ALBANY — State lawmakers, funding advocates, and school district superintendents revisited a top education priority on Monday, urging a big boost in state school aid as budget negotiations heat up.
A recent “fact-finding” tour of 14 cash-strapped districts turned up instances where schools replaced elective classes with study hall periods to fill out the school day, or where Spanish and music instruction had become an either-or proposition. During a press conference to announce the results today, superintendents spoke of large class sizes and cuts to academic intervention for struggling students.
The tour — which did not include New York City schools — was organized by the Alliance for Quality Education, an advocacy group that is calling on Gov. Andrew Cuomo to increase state school aid by $1.9 billion this year.
The extra money would go primarily to the highest-need districts, which AQE says would begin to put New York back on track after the economic recession toward meeting legally mandated funding responsibilities for low-income students.

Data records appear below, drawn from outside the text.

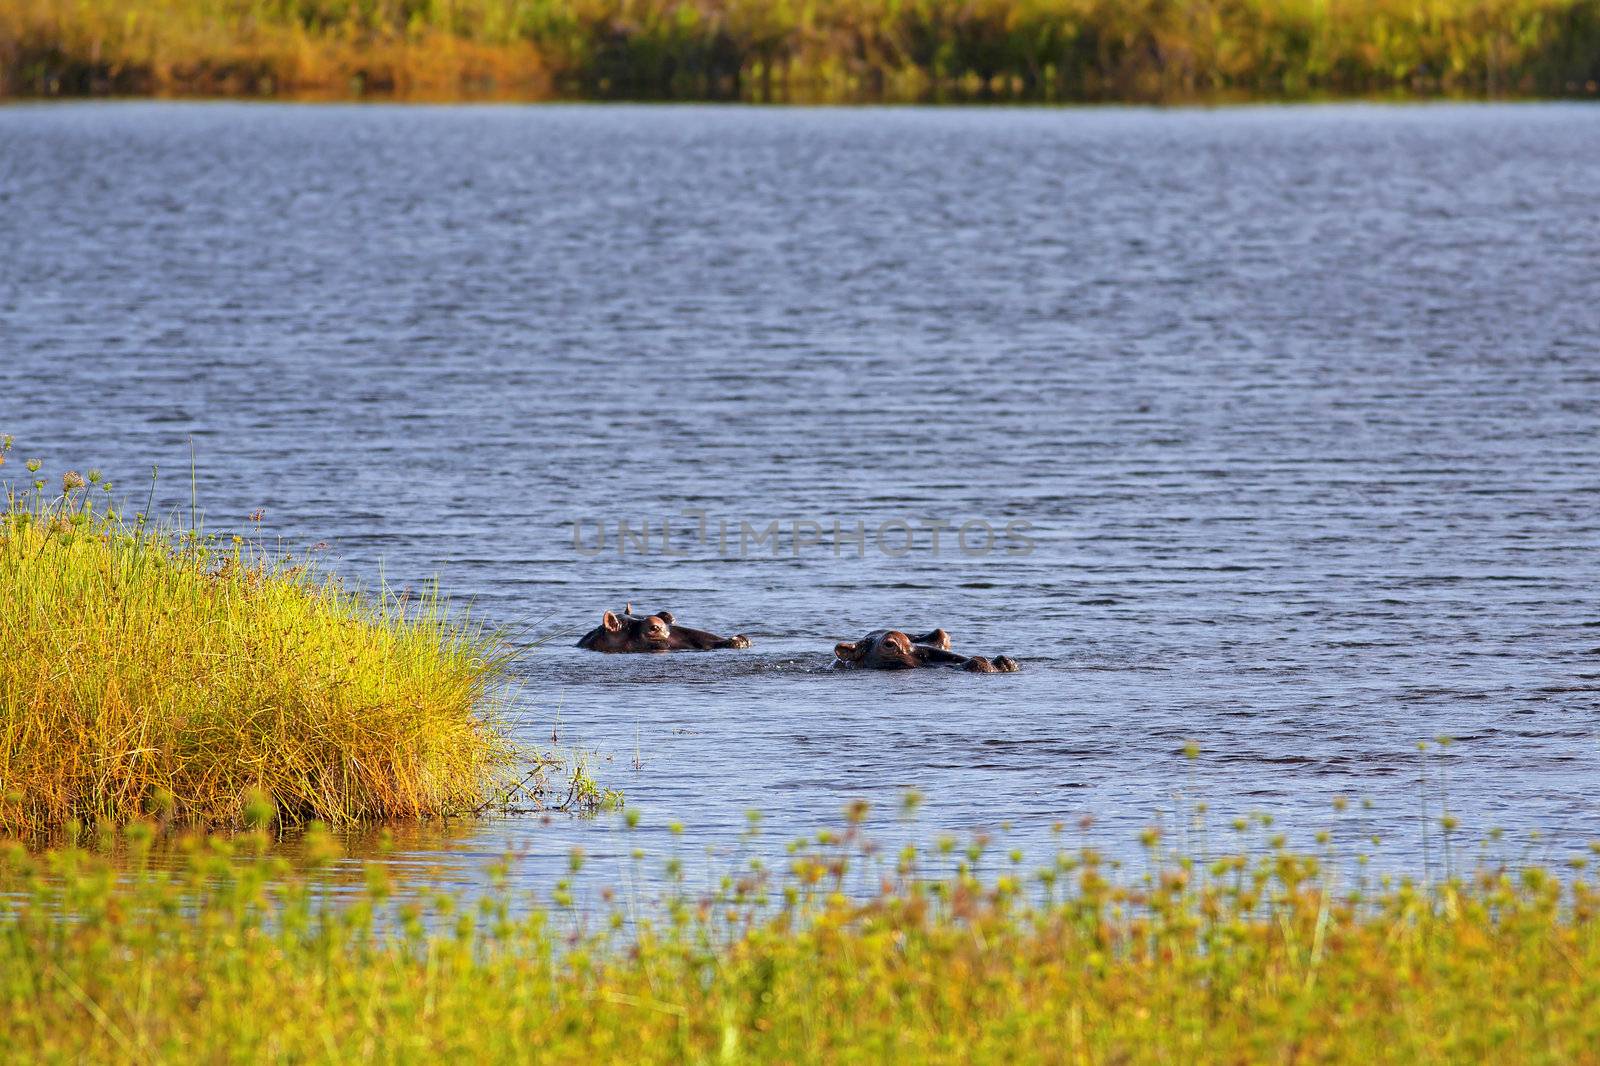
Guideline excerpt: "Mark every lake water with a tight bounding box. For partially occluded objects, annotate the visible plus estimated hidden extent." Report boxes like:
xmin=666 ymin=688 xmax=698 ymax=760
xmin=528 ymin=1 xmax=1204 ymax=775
xmin=3 ymin=101 xmax=1599 ymax=896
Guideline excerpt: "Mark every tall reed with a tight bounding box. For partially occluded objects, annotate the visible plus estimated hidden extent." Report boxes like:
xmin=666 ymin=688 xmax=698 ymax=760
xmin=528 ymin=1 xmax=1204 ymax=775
xmin=0 ymin=441 xmax=517 ymax=837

New York City Mayor Bill de Blasio has said he wants to see state aid increased to the city, where more than 70 percent of students are considered poor, but he has focused most of his public lobbying in Albany on winning the right to raise taxes on the city’s highest earners to pay for pre-kindergarten and after-school programs.
But dozens of Democratic lawmakers, including Assembly Education Chair Catherine Nolan, have called for the $1.9 billion increase, which is more than double what Cuomo proposed in his budget.
The Assembly, which is controlled by Democrats, and Senate, where power is shared between Democrats and Republicans, are preparing budget bills that are scheduled to be voted on March 12. State law requires them to negotiate a final budget with Cuomo by the end of the month, and school funding could wind up playing a role in the deal-making.
The funding issue sits alongside other contentious education policy issues being debated this legislative session, including funding for pre-K, possible changes to the state’s teacher evaluation law, and support for charter schools. Nolan said fixing the way the state funds low-income districts was something “we need to do to make sure that our children have what we want to see for them.”